Why Is It So Hard to Know What Customers Want?

The Arbinger Institute
how to know customer needs

Bottom line up front: In many cases, it’s hard for us to know what customers want because we’ve fallen into an “inward mindset.”

What does this mean?

When we have an inward mindset, we are self-focused. We see our own needs, objectives, and challenges but are blind to what’s going on for others.

Let’s illustrate an inward mindset with a few scenarios.

Scenario 1

A salesperson, Alex, is an incredibly hard worker. She spends hours on the phone and carefully follows up on emails. Yet her sales are down. Worried about her numbers, she spends more hours in the office, calls potential clients more often, and sends them more emails. As a result, prospective clients think she’s pushy and doesn’t listen.

Scenario 2

A marketing department is charged with writing regular blog posts that engage the organization’s target customers. Concerned with their publication timeline, they solicit blog ideas from nearby colleagues in the organization—who do not represent their target audience. As a result, they write posts that employees inside the organization love but that external readers find confusing, jargon-y, and unrelatable.

Scenario 3

A nonprofit organization’s mission is to improve the lives of women in rural villages. After learning the women in a particular village had to walk more than an hour per day to get water, the nonprofit built a well in the center of the village. The women of the village sabotaged the well, destroying it. Why? They valued the hour together—their only time to socialize—more than having water nearby. The nonprofit had not actually improved their lives by building the well.

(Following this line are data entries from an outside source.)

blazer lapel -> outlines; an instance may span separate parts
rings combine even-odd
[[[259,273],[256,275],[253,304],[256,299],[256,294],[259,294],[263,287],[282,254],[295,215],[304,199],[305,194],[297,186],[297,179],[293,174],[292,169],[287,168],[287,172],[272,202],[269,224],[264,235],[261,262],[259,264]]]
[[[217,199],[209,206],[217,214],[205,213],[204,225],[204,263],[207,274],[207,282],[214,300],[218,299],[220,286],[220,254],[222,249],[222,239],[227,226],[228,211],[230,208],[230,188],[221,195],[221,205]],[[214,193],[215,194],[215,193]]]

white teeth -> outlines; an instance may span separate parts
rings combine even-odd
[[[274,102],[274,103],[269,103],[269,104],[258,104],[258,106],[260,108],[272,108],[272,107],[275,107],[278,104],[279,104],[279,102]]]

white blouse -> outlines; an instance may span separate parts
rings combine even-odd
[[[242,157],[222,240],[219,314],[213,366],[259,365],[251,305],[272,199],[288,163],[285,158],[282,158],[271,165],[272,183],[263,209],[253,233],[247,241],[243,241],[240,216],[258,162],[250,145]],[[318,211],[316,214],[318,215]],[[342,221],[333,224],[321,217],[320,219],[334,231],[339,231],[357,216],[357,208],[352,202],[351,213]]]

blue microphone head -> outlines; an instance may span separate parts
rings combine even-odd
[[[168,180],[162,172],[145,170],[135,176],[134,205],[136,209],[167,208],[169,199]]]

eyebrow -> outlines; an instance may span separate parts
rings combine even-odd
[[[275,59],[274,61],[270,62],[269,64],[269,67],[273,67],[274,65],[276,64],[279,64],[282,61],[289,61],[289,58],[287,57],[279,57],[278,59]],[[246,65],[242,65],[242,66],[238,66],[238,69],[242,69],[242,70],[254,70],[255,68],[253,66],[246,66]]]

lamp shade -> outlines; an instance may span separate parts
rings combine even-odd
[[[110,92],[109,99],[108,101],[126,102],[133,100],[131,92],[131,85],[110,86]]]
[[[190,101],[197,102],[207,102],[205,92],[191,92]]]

What do these scenarios have in common? The person’s, team’s, or organization’s focus is turned inward, toward their own needs, objectives, and challenges. Alex focused on her sales goals and became pushy. The marketing department focused on its timeline and wrote irrelevant pieces. The nonprofit addressed the presenting issue rather than the underlying need.

In all three scenarios, the protagonists don’t know what their customers want because they haven’t gotten curious: they aren’t alive to what’s going on for those they’re trying to serve. This is quite common, because the self-focused inward mindset prevents us from being curious—even when we have good intentions.

Here are three tips to help understand what customers want.

    1. Consider, “What job are they hiring me for?” Harvard Business School professor Clayton Christensen developed the theory of “Jobs to Be Done,” explained in more detail in this Harvard Business Review article. This phrase is a simple, concise way to probe into your customers’ needs, challenges, and goals. What problems are they trying to solve through your product or service?

At Arbinger, we use a process called SAM to help us learn about jobs to be done in a systematic way. SAM stands for, “See Others,” “Adjust Efforts,” and “Measure Impact.” Read more about SAM here.

    1. Ask lots of people. Too often (we at Arbinger included!), we assume we know what our customers want. We might come up with an idea, bounce it off a couple of colleagues who happen to be nearby, and launch the idea assuming we’ve done sufficient due diligence.

This approach might suffice in some cases. But we’re taking the risk that our idea is totally off-base. Just because a few colleagues agree with us doesn’t mean we’re truly plugged into our customers’ needs, challenges, and objectives. Instead, go out and ask a wide range of customers about themselves. Get curious! What makes them tick? What are their headaches? Their goals?

    1. Measure and adjust. It’s critical to set up a regular feedback loop with customers. Surveys can be very helpful in this regard. Make sure to include questions that help confirm or revise your hypotheses about your customers’ jobs to be done. In addition, implement a regular cadence of personal check-ins with a representative sample of customers. Ask them how they’re doing, what their challenges are, and what they you could do better.

Use these two sources of feedback to adjust your efforts accordingly. And do prepare yourself to make adjustments! Sometimes when we have an idea we really like, it’s hard to let go even when it becomes obvious that customers wouldn’t find the idea valuable. To mitigate this tendency, refocus on developing that curiosity about your customers. What do they need, and how can you be most helpful?